Joe änderte sein Leben und seine Einstellung. Er versucht verschiedene Therapien, vor allem lebt er mit Gelassenheit, mit Freude. Unter anderem widmet er sich seinem Herzensprojekt: sich selbst aufladende Elektro-Batterien für Afrika.

Der Tumor ging zurück. Die Ärzte verblüfft.

Der Bunte Grabstein

Doch dann eines Tages… nach viel zu kurzer Zeit: Guter Freund stirbt, hatte starke Depressionen. Joes Miene verdunkelt sich, seine Traurigkeit ist stark zu spüren. „Habe ihn besucht, als er die Tür aufmachte, bin ich so erschrocken – da stand der Tod vor mir!“. Joe versuchte ihm zu helfen, ihn aufzumuntern. Er aktivierte gemeinsame Freunde, in der Hoffnung dass diese ihn vielleicht erreichen können. Doch nur zwei Monate später nahm sich dieser Freund das Leben.

Durch ihn hatte er den Schamanen kennengelernt. Joe schüttelt ratlos den Kopf „Wie absurd. Er rettet mir das Leben. Aber konnte seines nicht retten.“

Das Ereignis erschüttert ihn zutiefst, der Tumor wächst wieder.

Doch auch diesmal: Joe lässt sich sein Schicksal nicht diktieren. Er bereitet alles vor, regelt seinen Nachlass. Kauft sich einen Grabstein – einen mit bunten Farbschattierungen.

Joe lacht als würde er dem Tod ein Schnippchen schlagen. “Hatte mir damals vorgenommen, dass ich jeden Tag mein Grab besuche und zum Grabstein sage: Heute hast mich noch nicht bekommen. Auch morgen werde ich wieder hier stehen und lachen!’ und das mache ich seitdem”.

Jeder Tag ist ein Geschenk

Schließlich gesteht er: „ich bin erst seit letzter Woche aus der Palliativstation draußen. Bin gleich als erstes zu meinem Grabstein um mir Energie zu holen und zu überlegen was ich als nächstes mache.“

Ich bin baff, da steht dieser Mann vor mir, mit strahlendem Gesicht, schließt genießerisch die Augen als er beim Reden die Hand so hinhält als stünde er neben seinem Grabstein, seine Hand darauf legend. Seine Körperhaltung wird aufrechter, sein Lächeln tiefer. Kurze Zeit bleibt er so, dann öffnet er die Augen wieder: „Weißt du, es ist wie eine Ladestation für ein Elektro-Auto“, hier kichert er verschmitzt, blinzelt mir verschwörerisch zu, „nur, dass ich aufgeladen werde.“ Ich glaube ihm aufs Wort.
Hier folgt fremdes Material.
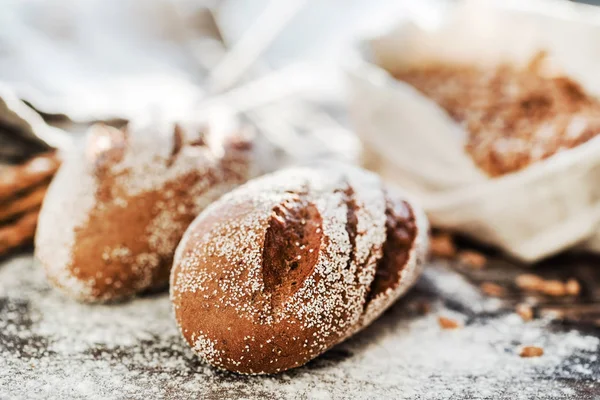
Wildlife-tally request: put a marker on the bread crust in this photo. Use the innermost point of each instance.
(119, 205)
(290, 264)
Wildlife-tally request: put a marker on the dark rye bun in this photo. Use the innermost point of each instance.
(116, 210)
(288, 265)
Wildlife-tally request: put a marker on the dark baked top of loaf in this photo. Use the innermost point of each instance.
(286, 266)
(513, 117)
(118, 207)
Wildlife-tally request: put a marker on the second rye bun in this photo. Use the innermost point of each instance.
(288, 265)
(119, 205)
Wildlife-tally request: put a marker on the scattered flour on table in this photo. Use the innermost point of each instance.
(52, 347)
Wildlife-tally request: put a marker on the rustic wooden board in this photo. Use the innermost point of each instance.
(52, 347)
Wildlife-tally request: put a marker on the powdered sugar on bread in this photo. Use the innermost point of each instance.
(116, 211)
(280, 270)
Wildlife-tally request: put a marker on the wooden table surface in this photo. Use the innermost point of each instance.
(53, 347)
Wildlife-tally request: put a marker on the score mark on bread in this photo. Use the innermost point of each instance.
(288, 265)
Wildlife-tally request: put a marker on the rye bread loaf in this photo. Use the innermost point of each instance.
(288, 265)
(119, 205)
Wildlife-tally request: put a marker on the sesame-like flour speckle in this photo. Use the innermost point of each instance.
(53, 347)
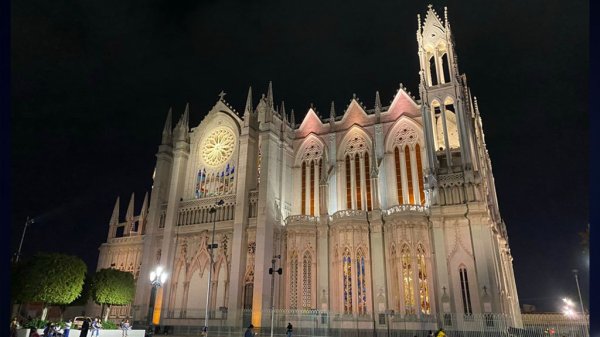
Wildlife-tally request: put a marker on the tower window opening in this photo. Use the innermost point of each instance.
(433, 71)
(446, 68)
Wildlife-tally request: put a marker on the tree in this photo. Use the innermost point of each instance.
(112, 287)
(51, 278)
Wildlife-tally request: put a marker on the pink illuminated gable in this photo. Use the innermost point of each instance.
(310, 124)
(402, 104)
(355, 114)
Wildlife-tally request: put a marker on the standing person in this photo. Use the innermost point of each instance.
(67, 328)
(96, 327)
(250, 331)
(84, 328)
(14, 325)
(33, 333)
(125, 327)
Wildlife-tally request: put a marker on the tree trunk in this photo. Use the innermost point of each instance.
(44, 311)
(105, 318)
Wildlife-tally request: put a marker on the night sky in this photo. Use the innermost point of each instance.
(92, 82)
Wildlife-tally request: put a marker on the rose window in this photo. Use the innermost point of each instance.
(218, 146)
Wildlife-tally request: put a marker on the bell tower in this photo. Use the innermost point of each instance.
(447, 107)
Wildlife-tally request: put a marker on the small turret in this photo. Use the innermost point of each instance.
(167, 137)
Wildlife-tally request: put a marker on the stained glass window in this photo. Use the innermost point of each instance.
(407, 280)
(466, 294)
(357, 174)
(303, 204)
(411, 193)
(361, 284)
(347, 275)
(312, 188)
(420, 173)
(306, 281)
(348, 184)
(368, 178)
(423, 285)
(398, 176)
(294, 281)
(220, 182)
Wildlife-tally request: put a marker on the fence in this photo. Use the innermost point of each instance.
(327, 324)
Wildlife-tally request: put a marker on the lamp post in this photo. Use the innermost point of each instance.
(27, 222)
(272, 271)
(213, 211)
(157, 279)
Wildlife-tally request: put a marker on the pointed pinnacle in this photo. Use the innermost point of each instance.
(248, 109)
(282, 112)
(332, 111)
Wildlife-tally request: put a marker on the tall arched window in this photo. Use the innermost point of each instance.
(348, 184)
(368, 181)
(303, 203)
(423, 281)
(306, 281)
(446, 68)
(312, 188)
(411, 192)
(464, 288)
(361, 289)
(398, 175)
(420, 174)
(358, 181)
(432, 71)
(407, 280)
(347, 281)
(294, 281)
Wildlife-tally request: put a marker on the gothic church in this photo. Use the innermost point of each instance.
(373, 210)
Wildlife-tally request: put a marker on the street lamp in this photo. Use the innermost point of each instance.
(157, 279)
(213, 211)
(27, 222)
(272, 271)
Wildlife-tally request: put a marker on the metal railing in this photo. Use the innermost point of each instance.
(223, 322)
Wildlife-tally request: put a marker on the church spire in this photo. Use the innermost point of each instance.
(114, 219)
(129, 214)
(270, 95)
(181, 129)
(167, 130)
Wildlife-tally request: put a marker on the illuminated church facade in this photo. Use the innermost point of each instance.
(370, 211)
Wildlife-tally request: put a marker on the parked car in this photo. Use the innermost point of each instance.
(78, 322)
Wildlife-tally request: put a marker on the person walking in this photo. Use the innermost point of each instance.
(67, 328)
(250, 331)
(85, 327)
(96, 327)
(125, 326)
(14, 325)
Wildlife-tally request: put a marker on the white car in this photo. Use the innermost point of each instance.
(78, 322)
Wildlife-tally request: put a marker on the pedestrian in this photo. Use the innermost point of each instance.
(67, 328)
(250, 331)
(48, 330)
(85, 327)
(33, 333)
(14, 325)
(125, 326)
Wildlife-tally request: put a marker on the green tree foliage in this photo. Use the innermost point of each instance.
(51, 278)
(112, 287)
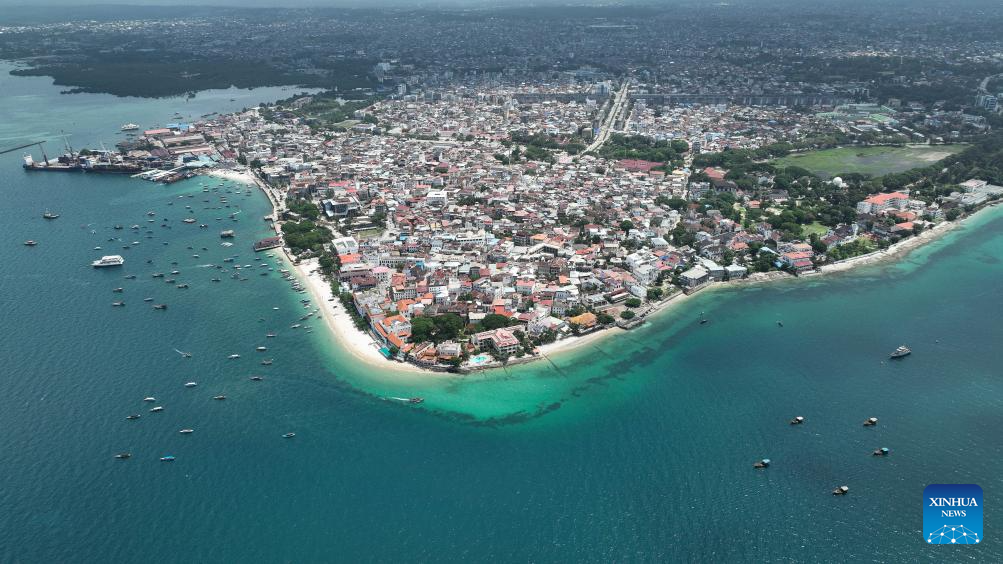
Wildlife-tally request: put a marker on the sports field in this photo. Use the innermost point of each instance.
(875, 161)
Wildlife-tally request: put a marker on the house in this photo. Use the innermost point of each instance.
(694, 277)
(502, 341)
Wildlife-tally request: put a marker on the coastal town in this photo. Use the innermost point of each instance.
(464, 228)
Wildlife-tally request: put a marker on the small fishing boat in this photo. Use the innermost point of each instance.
(900, 352)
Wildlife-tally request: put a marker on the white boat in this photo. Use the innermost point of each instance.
(109, 260)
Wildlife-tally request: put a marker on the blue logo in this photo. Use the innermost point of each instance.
(952, 514)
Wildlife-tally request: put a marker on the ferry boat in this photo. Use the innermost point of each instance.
(109, 260)
(901, 351)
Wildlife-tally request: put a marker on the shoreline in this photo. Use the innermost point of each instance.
(363, 347)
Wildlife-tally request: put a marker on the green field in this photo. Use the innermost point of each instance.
(875, 161)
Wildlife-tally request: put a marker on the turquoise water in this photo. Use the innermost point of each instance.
(636, 449)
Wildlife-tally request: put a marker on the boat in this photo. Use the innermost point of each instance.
(901, 351)
(108, 260)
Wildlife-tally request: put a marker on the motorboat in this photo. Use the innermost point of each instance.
(901, 351)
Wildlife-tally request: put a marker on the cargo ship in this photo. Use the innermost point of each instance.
(78, 164)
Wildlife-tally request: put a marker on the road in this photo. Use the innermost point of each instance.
(606, 127)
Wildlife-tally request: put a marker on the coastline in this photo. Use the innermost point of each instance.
(361, 346)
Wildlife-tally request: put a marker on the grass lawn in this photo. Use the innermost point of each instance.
(875, 161)
(815, 228)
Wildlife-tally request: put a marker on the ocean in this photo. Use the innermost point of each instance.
(638, 448)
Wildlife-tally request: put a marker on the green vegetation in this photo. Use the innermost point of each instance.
(645, 149)
(305, 236)
(875, 161)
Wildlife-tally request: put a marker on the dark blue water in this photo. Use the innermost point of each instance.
(636, 449)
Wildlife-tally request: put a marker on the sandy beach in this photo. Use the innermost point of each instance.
(364, 348)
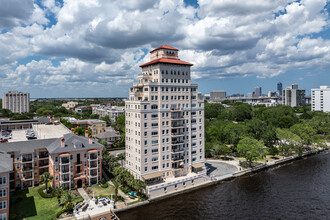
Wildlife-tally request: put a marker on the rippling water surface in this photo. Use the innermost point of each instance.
(298, 190)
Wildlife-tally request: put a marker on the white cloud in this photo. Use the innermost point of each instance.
(100, 42)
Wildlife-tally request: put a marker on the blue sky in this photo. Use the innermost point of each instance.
(94, 48)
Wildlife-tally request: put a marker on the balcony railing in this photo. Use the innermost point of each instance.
(177, 142)
(43, 164)
(27, 169)
(177, 158)
(92, 157)
(93, 165)
(93, 174)
(26, 159)
(43, 155)
(177, 150)
(65, 161)
(65, 170)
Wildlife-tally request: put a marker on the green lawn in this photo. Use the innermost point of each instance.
(30, 205)
(98, 190)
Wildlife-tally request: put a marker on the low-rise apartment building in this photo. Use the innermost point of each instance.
(110, 136)
(97, 126)
(70, 105)
(112, 111)
(6, 167)
(73, 161)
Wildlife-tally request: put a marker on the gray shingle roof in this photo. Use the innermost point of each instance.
(52, 145)
(6, 164)
(70, 141)
(107, 134)
(25, 146)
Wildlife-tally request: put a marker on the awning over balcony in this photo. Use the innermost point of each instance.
(152, 175)
(198, 165)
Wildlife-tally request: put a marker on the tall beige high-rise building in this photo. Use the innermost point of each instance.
(17, 102)
(164, 120)
(293, 96)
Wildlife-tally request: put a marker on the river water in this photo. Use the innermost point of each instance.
(297, 190)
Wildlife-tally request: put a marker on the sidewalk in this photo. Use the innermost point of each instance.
(121, 193)
(83, 193)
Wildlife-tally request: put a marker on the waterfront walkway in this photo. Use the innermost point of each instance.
(83, 194)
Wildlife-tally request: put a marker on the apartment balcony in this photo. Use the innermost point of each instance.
(65, 178)
(65, 170)
(177, 142)
(65, 161)
(177, 151)
(43, 155)
(176, 109)
(92, 157)
(93, 165)
(43, 164)
(178, 159)
(177, 125)
(177, 134)
(27, 168)
(27, 177)
(27, 159)
(93, 174)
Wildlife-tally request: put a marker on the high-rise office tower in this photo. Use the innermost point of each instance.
(321, 99)
(164, 120)
(279, 88)
(257, 91)
(17, 102)
(293, 96)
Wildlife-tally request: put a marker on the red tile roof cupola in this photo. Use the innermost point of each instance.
(165, 54)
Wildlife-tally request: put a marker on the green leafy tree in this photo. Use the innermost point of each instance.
(221, 149)
(116, 186)
(67, 200)
(241, 112)
(251, 149)
(288, 141)
(45, 178)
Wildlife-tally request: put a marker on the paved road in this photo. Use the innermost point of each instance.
(113, 153)
(220, 168)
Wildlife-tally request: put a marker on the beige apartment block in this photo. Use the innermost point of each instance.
(164, 120)
(17, 102)
(70, 105)
(73, 161)
(97, 126)
(5, 168)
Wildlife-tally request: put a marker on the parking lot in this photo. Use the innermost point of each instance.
(41, 131)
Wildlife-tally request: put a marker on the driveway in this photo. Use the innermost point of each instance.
(218, 168)
(113, 153)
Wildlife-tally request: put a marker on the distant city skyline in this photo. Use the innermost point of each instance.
(55, 49)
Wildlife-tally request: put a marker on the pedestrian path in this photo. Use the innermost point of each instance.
(121, 193)
(83, 194)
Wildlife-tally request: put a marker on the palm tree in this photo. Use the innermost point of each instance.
(58, 193)
(116, 185)
(45, 178)
(67, 200)
(139, 185)
(121, 157)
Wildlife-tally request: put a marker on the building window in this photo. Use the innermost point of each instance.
(3, 205)
(3, 180)
(3, 192)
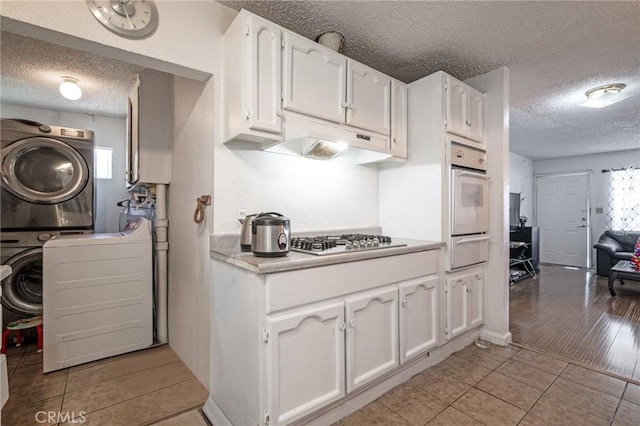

„Tja, und dann bin ich hierher auf diesen Campingplatz gekommen. Hab das Boot gesehen und dachte mir, bin vor 30 Jahren das letzte Mal gesegelt, aber ach komm was soll’s, wieso nicht? Das Geld brauch ich ja sowieso nicht mehr“, er lacht. 

“Für mich ist jeder neue Tag, den ich erleben darf, ein Geschenk – und so lebe ich ihn dann auch!”.

Sein Leben im Angesicht des Todes leben. Mit Freude leben und Gelassenheit, und das obwohl jeder Tag mit großen Schmerzen einhergeht, und der Alltag von medizinischer Versorgung und körperlicher Eingeschränktheit geprägt ist. Das ist für mich wahre Größe.

Er blickt sich um, beginnt noch mehr zu strahlen. “Ah, da kommt meine Tochter!”. Wir verabschieden uns, ich blicke den beiden hinterher wie sie einander umarmen, ins Boot steigen und dann mit gesetzten Segel übers Wasser gleiten.

Und voller Herzen wünsche ich den beiden noch viele, viele solcher Tage.